The Untold Truth: Part II

Osborne Lopez, Writer

“It was a car accident. It happened two years ago and you were behind the wheel,” the doctor says through a demeaning tone. She then checks her watch and gets up from her seat so that she is looking down at me and I feel small. I don’t know if that was her intention but if it was, it worked. “Our time is up. We’ll meet again next week. Bye for now.”

She’s about to leave. She’s about to leave and she has barely given me anything. Some part of me yearns for the truth but another part of me wonders what would happen if she stays. Do I want to hear more? 

The answer is clear: yes.

“No,” I blurt out. “You do not get to leave after what you just told me. You do not!”

“I can’t keep talking about this right now,” the doctor says as she turns and walks toward the door. I can’t let her leave.
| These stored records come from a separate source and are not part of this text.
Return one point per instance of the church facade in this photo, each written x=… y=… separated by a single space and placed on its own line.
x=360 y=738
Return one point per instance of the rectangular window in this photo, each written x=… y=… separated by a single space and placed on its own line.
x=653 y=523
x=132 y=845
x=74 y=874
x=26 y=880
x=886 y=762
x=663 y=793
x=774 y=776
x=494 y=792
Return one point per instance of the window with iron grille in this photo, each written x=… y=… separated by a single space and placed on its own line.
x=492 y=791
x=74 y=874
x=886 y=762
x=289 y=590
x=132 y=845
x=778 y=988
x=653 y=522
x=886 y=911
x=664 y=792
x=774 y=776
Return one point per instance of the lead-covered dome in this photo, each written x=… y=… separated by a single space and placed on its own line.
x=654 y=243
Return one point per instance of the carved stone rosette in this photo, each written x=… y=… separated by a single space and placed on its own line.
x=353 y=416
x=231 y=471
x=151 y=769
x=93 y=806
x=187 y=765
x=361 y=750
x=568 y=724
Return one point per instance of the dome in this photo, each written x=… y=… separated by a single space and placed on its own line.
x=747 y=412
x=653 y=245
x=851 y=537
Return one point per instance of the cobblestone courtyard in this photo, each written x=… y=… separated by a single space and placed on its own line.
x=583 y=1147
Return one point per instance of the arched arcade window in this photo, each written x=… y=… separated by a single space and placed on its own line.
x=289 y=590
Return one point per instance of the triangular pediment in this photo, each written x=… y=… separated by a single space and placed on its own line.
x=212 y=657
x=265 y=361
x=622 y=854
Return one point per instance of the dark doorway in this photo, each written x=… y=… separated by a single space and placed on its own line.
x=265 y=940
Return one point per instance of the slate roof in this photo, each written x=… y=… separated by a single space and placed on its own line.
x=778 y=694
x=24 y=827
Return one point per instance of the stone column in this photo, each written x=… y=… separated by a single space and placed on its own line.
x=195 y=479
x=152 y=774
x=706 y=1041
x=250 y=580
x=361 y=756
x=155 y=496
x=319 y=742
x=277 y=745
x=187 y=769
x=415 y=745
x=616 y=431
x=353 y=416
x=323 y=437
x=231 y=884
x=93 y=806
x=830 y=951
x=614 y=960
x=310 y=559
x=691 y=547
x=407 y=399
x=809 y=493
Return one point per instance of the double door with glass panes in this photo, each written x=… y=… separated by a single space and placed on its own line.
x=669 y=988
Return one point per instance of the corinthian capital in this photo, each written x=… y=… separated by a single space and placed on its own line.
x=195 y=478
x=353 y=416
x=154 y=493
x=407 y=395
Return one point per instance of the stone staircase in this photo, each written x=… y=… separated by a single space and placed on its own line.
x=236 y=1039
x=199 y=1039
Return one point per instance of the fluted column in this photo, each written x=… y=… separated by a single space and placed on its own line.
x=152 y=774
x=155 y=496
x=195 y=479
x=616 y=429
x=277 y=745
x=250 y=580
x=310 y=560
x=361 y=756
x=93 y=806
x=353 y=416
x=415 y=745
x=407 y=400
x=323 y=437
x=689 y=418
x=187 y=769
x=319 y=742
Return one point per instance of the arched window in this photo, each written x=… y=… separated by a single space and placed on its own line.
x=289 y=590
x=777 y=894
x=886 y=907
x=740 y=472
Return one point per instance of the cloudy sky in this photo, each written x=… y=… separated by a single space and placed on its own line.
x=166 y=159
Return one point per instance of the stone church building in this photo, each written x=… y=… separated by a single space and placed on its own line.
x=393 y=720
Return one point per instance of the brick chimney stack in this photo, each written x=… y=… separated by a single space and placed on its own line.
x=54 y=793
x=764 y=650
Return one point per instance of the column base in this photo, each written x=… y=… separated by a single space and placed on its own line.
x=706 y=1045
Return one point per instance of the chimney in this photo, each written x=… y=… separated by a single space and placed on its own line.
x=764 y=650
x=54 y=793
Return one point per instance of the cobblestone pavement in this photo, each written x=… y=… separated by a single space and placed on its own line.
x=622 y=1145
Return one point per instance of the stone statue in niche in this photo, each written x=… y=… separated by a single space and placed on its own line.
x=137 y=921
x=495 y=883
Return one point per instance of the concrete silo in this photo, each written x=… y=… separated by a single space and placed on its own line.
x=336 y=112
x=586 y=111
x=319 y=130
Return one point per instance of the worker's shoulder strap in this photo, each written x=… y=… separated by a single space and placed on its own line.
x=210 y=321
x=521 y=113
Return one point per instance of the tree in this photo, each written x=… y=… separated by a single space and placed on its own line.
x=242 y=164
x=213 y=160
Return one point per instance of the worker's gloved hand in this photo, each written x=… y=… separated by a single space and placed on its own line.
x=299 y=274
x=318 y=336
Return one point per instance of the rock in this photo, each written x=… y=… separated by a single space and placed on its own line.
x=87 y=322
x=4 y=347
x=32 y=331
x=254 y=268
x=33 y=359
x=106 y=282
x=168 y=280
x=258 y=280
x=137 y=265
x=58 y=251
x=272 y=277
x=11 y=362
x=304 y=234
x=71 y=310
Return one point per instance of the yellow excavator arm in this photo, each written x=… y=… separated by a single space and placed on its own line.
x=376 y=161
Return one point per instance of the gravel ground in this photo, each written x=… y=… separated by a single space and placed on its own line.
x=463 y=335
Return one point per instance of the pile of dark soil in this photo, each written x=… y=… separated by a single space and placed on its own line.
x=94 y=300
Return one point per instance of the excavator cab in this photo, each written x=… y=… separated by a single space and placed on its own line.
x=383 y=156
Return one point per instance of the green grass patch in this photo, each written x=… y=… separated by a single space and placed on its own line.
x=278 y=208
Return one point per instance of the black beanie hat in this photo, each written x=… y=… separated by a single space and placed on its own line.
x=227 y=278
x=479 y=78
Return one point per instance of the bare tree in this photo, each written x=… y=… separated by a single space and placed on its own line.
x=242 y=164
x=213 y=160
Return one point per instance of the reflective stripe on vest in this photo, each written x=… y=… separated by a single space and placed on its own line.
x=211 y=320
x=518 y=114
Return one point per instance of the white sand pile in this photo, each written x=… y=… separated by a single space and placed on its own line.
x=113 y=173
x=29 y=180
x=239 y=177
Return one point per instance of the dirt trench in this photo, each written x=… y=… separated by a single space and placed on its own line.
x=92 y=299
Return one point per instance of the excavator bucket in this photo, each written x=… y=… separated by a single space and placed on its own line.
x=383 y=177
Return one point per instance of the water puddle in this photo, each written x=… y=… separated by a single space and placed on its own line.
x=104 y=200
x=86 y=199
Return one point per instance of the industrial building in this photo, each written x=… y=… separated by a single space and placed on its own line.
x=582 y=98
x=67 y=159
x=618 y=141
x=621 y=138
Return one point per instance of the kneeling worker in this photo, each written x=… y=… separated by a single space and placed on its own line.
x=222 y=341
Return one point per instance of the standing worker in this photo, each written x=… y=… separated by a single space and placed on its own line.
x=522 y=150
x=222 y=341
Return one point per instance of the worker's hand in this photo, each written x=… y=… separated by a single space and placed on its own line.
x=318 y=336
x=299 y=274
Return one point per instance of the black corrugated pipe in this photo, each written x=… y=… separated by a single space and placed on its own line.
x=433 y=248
It’s all so sudden but I get up, grab her arm, and pull her back without a second thought. 

“What are you doing? Let go. Now,” she yells.
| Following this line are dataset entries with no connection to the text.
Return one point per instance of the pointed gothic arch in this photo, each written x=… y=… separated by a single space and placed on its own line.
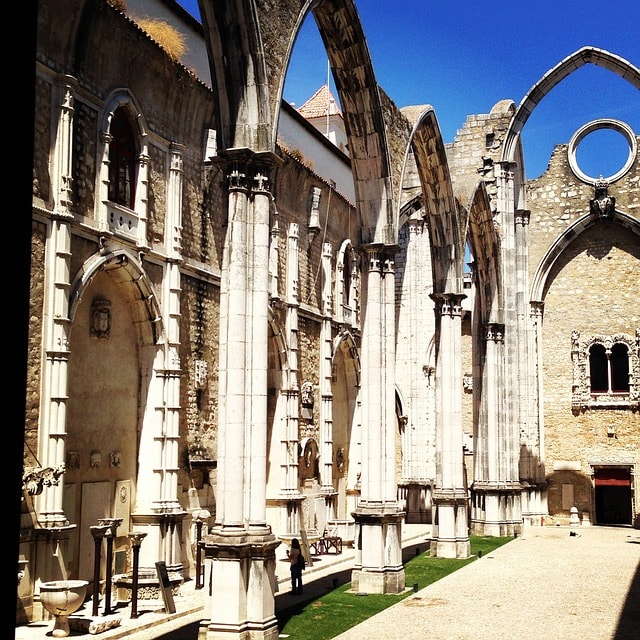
x=441 y=211
x=540 y=279
x=133 y=278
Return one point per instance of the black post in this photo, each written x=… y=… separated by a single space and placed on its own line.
x=136 y=541
x=198 y=554
x=200 y=517
x=98 y=533
x=112 y=524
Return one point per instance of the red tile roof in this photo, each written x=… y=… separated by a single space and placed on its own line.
x=319 y=103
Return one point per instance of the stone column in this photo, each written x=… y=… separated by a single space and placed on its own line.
x=158 y=509
x=512 y=221
x=378 y=565
x=241 y=546
x=56 y=324
x=489 y=460
x=293 y=392
x=326 y=395
x=451 y=527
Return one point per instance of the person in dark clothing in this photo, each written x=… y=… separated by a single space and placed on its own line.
x=296 y=567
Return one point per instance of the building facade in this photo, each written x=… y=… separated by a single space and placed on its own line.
x=223 y=339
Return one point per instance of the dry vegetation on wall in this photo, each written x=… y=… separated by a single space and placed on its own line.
x=120 y=5
x=168 y=37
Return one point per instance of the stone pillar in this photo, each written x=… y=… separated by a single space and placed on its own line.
x=241 y=546
x=488 y=517
x=56 y=324
x=451 y=527
x=158 y=511
x=293 y=392
x=515 y=294
x=326 y=395
x=378 y=565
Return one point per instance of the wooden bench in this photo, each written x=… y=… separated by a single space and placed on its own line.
x=326 y=544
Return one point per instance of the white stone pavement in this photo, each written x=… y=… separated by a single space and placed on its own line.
x=544 y=584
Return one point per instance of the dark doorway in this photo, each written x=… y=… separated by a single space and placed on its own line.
x=613 y=495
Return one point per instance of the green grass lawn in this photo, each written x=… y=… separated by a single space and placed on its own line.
x=340 y=609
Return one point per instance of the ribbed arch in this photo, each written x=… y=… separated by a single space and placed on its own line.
x=123 y=267
x=485 y=246
x=554 y=76
x=347 y=344
x=539 y=283
x=249 y=54
x=446 y=233
x=278 y=350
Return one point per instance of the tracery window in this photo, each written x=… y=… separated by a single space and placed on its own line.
x=122 y=160
x=347 y=285
x=606 y=371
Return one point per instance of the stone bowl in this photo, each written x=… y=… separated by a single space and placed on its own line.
x=61 y=598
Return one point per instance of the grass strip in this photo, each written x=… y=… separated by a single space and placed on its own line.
x=340 y=609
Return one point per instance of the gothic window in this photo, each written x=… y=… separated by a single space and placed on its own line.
x=122 y=160
x=606 y=371
x=347 y=285
x=609 y=370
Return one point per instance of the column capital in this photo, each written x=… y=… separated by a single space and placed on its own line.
x=247 y=170
x=449 y=304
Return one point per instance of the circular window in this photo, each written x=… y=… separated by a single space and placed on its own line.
x=595 y=143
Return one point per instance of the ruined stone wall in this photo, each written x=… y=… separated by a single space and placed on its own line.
x=477 y=146
x=593 y=289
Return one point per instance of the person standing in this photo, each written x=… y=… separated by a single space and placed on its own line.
x=296 y=560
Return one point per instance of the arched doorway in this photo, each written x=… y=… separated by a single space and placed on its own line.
x=613 y=495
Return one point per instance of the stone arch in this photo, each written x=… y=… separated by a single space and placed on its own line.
x=278 y=351
x=554 y=76
x=346 y=342
x=250 y=51
x=127 y=271
x=540 y=279
x=446 y=233
x=118 y=219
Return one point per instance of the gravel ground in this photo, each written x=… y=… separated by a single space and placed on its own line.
x=544 y=584
x=547 y=583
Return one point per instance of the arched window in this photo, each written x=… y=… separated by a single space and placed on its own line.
x=605 y=370
x=619 y=368
x=598 y=369
x=609 y=372
x=123 y=155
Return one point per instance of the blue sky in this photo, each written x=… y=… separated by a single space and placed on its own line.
x=463 y=56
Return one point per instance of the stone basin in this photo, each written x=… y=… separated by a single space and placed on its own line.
x=61 y=598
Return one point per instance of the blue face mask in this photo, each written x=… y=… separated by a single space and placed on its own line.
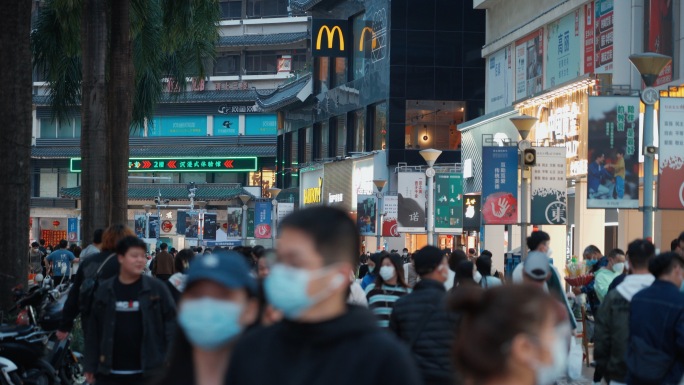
x=210 y=323
x=286 y=289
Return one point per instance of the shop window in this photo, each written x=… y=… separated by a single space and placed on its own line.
x=322 y=83
x=379 y=126
x=261 y=63
x=227 y=65
x=267 y=8
x=359 y=126
x=432 y=124
x=231 y=9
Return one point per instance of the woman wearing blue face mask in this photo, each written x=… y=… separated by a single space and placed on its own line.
x=217 y=304
x=389 y=286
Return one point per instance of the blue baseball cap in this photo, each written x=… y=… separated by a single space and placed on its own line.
x=227 y=268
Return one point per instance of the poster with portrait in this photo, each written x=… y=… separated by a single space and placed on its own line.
x=529 y=65
x=613 y=164
x=563 y=62
x=500 y=185
x=659 y=34
x=670 y=155
x=366 y=214
x=548 y=186
x=411 y=201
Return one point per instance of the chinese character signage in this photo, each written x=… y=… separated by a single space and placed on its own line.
x=411 y=202
x=72 y=229
x=563 y=52
x=529 y=65
x=671 y=156
x=262 y=220
x=548 y=185
x=659 y=33
x=210 y=223
x=185 y=164
x=500 y=79
x=389 y=218
x=613 y=164
x=500 y=185
x=366 y=214
x=471 y=213
x=603 y=36
x=448 y=205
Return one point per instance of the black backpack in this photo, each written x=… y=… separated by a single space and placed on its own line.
x=89 y=287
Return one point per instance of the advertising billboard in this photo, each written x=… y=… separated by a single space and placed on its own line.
x=613 y=158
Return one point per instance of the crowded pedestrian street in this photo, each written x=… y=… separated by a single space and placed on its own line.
x=342 y=192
“Will you tell me more tomorrow?”

“I don’t know.”

“Will you?!” I raise my voice.

“Oh please! You have no right to try and make me talk about something so painful! I’ve been grieving the loss of my sister for two years. Two! And I have to be the one to deliver the news of her death to her clueless killer. You’re pathetic!” Her echoing voice calls the two guards that usually sit outside, into the room.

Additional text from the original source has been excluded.